Averaging sixty feet or better in length, at least fifteen feet or so in width, the flatboat was normally called upon to carry a minimum of forty or fifty tons of cargo downriver. Such craft came to be known by many names: Kentuckyboat, from the land of its crew’s origin; New Orleans or Natchez, for that crew’s destination; broadhorn, after its huge steering oars, fastened at both stern and bow; in addition to being affectionately called ark, after the boatman’s biblical predecessor.
Ebenezer Zane outfitted every one of his craft with “check-posts”—what boatmen sometimes referred to as “snubbing posts”—those ends of a half dozen of the cross ties extending at least a foot or more above the gunnels every ten feet or so along both sides of the boat; with a muscle-powered capstan the crew could turn with capstan poles to slowly haul in the hawsers of oiled rope by which the rivermen would secure the boat to the shore or wharf at both bow and stern; in addition to a foot-powered leather boat pump, in the event the craft began to take on more water than the men could bail before they would tie up for the evening and replace any oakum guilty of leaking between the boat’s seams. Here in the early part of the nineteenth century, flatboats were constructed for the nominal cost of $1.25 per linear foot, about $75.00, American money. By the time Zane had his craft fully outfitted, he had invested less than a hundred dollars before dickering over the purchase price of his cargo.

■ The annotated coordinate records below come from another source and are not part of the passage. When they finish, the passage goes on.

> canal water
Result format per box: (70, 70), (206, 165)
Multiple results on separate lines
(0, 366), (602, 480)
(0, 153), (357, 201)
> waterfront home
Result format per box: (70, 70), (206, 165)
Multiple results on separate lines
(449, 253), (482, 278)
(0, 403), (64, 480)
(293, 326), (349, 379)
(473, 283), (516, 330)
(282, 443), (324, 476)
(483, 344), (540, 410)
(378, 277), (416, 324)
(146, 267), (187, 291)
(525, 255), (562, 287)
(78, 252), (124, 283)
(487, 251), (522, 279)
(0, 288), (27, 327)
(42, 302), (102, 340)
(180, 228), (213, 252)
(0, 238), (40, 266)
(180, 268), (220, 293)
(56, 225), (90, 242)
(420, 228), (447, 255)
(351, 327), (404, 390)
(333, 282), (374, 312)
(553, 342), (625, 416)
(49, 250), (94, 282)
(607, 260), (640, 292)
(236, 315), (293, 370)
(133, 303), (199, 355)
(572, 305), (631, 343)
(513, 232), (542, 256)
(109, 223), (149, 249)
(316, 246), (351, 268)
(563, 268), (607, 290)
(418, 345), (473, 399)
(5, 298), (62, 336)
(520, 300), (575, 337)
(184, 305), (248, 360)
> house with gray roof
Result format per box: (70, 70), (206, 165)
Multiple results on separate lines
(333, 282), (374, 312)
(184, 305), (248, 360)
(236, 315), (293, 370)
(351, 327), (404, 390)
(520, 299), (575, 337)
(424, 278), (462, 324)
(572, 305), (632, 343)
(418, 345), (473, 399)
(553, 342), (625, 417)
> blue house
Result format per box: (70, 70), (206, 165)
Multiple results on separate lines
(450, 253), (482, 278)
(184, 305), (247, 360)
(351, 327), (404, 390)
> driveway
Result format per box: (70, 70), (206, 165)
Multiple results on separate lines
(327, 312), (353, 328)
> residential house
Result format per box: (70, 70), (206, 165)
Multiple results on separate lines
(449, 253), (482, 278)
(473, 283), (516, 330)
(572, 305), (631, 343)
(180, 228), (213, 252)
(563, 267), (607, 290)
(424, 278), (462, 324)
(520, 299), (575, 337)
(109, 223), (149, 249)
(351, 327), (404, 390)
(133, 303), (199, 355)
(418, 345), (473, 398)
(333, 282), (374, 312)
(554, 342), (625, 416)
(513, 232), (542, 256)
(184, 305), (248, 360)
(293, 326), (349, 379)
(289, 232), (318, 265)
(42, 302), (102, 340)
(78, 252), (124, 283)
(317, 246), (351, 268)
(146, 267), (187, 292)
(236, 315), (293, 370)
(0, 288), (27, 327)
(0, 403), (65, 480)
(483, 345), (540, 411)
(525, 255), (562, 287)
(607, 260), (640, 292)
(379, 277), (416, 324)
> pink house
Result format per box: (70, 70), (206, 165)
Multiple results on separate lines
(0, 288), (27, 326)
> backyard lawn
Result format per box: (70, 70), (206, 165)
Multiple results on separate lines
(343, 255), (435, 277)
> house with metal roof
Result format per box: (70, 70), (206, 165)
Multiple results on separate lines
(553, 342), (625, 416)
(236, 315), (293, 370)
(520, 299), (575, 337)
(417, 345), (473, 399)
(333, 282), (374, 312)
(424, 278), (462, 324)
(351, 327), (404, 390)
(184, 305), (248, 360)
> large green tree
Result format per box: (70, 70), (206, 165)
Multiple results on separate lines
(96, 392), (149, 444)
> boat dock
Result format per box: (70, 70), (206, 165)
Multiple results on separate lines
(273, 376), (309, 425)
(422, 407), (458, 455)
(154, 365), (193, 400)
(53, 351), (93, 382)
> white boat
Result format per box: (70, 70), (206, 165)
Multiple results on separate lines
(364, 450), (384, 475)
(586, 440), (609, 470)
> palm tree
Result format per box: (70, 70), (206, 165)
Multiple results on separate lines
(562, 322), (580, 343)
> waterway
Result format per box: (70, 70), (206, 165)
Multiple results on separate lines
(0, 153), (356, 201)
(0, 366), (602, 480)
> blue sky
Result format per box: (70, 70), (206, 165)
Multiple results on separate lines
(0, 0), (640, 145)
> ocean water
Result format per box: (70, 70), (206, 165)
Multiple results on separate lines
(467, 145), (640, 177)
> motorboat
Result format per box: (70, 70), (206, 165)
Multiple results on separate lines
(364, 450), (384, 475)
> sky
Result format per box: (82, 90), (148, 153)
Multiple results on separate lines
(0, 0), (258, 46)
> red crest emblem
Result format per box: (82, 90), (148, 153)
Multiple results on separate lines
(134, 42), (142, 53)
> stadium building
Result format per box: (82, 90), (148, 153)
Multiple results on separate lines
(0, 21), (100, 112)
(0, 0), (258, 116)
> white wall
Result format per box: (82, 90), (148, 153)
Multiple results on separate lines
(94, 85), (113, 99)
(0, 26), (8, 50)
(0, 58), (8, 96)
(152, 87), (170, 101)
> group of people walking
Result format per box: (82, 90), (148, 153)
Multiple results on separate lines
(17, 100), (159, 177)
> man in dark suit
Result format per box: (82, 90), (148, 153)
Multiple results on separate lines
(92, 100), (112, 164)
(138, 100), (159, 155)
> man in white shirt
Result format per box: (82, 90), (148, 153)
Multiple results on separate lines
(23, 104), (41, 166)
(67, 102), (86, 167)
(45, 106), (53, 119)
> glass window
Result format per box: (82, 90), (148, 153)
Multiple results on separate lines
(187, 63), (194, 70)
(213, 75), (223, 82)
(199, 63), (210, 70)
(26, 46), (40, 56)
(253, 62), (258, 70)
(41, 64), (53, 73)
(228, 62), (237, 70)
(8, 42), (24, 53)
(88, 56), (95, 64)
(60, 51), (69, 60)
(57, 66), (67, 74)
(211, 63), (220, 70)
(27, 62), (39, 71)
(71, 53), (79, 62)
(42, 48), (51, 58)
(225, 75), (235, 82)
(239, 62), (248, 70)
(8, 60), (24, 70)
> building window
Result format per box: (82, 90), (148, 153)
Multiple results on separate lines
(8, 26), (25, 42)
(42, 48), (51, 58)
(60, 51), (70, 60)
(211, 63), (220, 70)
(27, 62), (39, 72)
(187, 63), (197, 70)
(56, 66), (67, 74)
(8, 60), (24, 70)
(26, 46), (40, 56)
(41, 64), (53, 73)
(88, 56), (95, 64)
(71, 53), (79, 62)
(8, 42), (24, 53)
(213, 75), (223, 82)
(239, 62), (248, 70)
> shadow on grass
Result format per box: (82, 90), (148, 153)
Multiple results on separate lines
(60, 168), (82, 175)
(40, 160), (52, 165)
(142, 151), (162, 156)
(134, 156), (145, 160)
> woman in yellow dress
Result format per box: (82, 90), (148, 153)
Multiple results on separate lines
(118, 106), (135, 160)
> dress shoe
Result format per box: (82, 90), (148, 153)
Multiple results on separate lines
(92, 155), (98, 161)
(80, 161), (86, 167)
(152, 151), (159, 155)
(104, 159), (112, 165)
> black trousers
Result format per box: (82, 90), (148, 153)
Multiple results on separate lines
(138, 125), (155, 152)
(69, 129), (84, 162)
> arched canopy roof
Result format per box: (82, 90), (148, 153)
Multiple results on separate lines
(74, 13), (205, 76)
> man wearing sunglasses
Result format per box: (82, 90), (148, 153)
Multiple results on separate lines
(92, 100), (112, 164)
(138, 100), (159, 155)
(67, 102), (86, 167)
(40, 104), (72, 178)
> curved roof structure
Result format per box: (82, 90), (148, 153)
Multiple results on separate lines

There were some businessmen who operated their floating stores, blacksmith shops,
tinners, and cooperages, as well as river-going taverns—those “dramshops” and whorehouses—from their gaudily painted flatboats along limited stretches of the Ohio. These were commonly referred to by locals as “chicken thieves” because of their propensity for thievery from settler farms nearest the riverbank. Yet most flatboat owners used their craft to transport cargo from the upper Ohio to the lower Mississippi. To those who preferred the aesthetic lines of a canoe or even a crude bateau or pirogue paddled by buckskin-clad frontiersmen, the flatboat was nothing more than a large, plain, rectangular box allowed to bob in the river’s current with some help from a pair of boatmen on their rudders as well as other crew who manned the oars along the sides. But while it would never win a beauty contest, the Kentucky-born flatboat got the job done: moving early-American commerce downriver.
“You any good with that rifle of your’n?” Kingsbury asked, giving his head a nod toward that part of the deck nearby that was covered by the awning. It was there that Ebenezer Zane had stowed the youngster’s few belongings.

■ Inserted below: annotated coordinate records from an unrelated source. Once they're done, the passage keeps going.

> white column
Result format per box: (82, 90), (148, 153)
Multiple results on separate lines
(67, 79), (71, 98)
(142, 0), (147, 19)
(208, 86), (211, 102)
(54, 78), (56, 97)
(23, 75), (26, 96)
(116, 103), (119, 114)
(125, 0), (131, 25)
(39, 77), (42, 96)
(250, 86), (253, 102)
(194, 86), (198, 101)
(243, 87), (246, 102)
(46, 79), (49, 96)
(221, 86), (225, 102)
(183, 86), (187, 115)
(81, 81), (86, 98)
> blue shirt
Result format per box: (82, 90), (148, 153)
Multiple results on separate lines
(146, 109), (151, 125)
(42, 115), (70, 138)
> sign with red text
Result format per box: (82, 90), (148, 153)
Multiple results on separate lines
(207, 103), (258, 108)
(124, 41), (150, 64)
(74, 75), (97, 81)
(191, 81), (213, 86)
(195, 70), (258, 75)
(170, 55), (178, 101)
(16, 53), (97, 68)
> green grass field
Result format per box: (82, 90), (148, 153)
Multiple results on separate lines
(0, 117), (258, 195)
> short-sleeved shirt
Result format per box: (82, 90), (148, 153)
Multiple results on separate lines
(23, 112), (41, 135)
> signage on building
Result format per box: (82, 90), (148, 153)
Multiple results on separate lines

“Thought I was,” Titus answered after a moment’s reflection. “Always had good luck when I went out hunting. Don’t have a idea one why I’ve been off the mark last few days.”

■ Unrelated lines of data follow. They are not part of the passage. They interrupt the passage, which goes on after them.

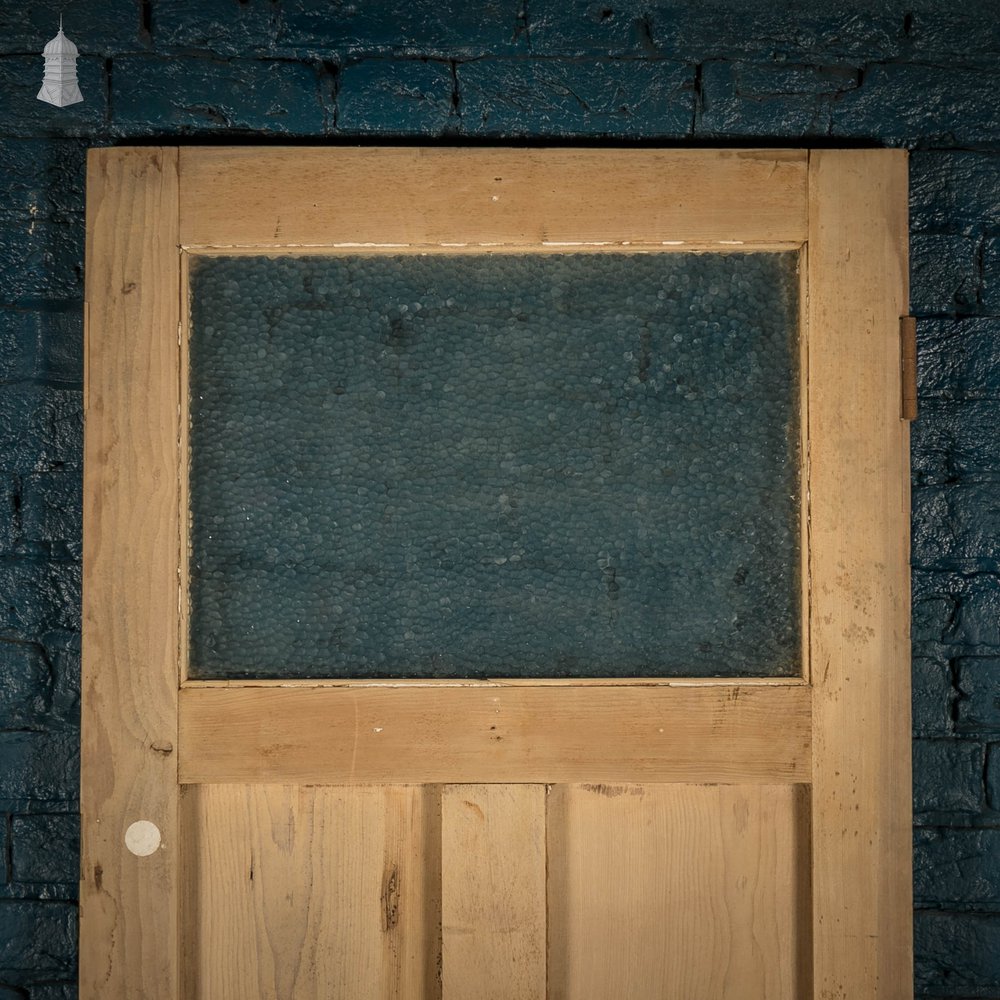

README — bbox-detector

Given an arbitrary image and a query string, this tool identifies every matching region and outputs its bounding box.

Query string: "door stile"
[809,150,913,1000]
[80,147,180,1000]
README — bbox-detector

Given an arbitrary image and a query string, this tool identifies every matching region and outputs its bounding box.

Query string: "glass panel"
[190,253,800,678]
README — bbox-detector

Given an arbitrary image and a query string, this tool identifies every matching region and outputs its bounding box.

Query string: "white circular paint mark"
[125,819,160,858]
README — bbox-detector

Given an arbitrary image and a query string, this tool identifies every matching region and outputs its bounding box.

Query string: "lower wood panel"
[441,785,546,1000]
[182,785,440,1000]
[181,784,811,1000]
[548,785,810,1000]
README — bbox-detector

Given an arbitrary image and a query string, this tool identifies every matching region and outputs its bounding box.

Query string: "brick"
[458,59,693,138]
[337,59,457,135]
[29,982,77,1000]
[0,384,83,472]
[913,739,985,822]
[911,483,1000,573]
[986,743,1000,812]
[913,828,1000,909]
[0,219,84,303]
[0,639,53,729]
[0,900,77,978]
[111,56,327,135]
[0,302,83,389]
[0,0,142,54]
[695,62,858,137]
[912,656,958,736]
[0,56,108,137]
[0,473,22,557]
[831,63,1000,145]
[897,0,1000,67]
[913,910,1000,998]
[912,569,1000,652]
[910,570,966,646]
[910,233,979,315]
[274,0,528,59]
[152,0,284,57]
[43,629,80,726]
[11,813,80,884]
[910,150,1000,235]
[21,470,83,561]
[528,0,904,62]
[0,560,80,639]
[955,656,1000,736]
[917,317,1000,400]
[0,729,80,808]
[981,236,1000,316]
[911,399,1000,483]
[0,141,87,220]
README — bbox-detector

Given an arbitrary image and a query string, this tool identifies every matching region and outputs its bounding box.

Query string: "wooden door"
[80,147,912,1000]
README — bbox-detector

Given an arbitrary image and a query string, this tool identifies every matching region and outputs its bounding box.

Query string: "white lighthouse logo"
[38,17,83,108]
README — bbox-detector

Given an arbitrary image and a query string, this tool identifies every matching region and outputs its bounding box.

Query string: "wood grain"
[80,147,180,1000]
[548,784,809,1000]
[182,785,441,1000]
[809,150,913,1000]
[181,147,807,247]
[441,785,546,1000]
[180,685,811,784]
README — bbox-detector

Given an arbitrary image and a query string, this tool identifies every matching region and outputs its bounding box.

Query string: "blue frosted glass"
[190,253,800,678]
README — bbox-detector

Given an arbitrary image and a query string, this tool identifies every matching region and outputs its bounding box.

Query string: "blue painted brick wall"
[0,0,1000,1000]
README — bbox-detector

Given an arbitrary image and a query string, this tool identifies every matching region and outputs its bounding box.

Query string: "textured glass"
[190,253,800,678]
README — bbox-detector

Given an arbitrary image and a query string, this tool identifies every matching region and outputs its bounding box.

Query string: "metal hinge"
[899,316,917,420]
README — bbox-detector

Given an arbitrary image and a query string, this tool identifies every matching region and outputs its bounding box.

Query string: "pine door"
[80,147,912,1000]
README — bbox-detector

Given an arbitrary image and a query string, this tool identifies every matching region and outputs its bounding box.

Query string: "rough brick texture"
[0,0,1000,1000]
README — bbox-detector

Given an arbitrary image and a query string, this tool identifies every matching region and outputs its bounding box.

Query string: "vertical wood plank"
[183,785,440,1000]
[809,150,912,1000]
[548,785,808,1000]
[80,148,179,1000]
[441,785,546,1000]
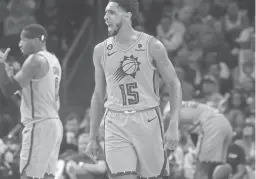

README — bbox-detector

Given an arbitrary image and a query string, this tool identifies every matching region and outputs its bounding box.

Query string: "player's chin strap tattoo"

“Said you ain’t seen any sign?”
“Not a thing. And that’s strange too.”
“Only two things my pappy told me would run game out of the woods,” Kingsbury replied. “A storm coming, or Injuns.”
For a moment Titus studied the sky downriver to the southwest. “Must be a storm coming, like you said. Can’t believe it’d be Injuns.”
“Sure it could be,” Heman Ovatt commented as he clambered over to the side of the boat and unbuttoned his britches. “Injuns still thick as ever south side of the river. Every now and then you’ll hear what they do, jumping boatmen coming back home up the Trace.”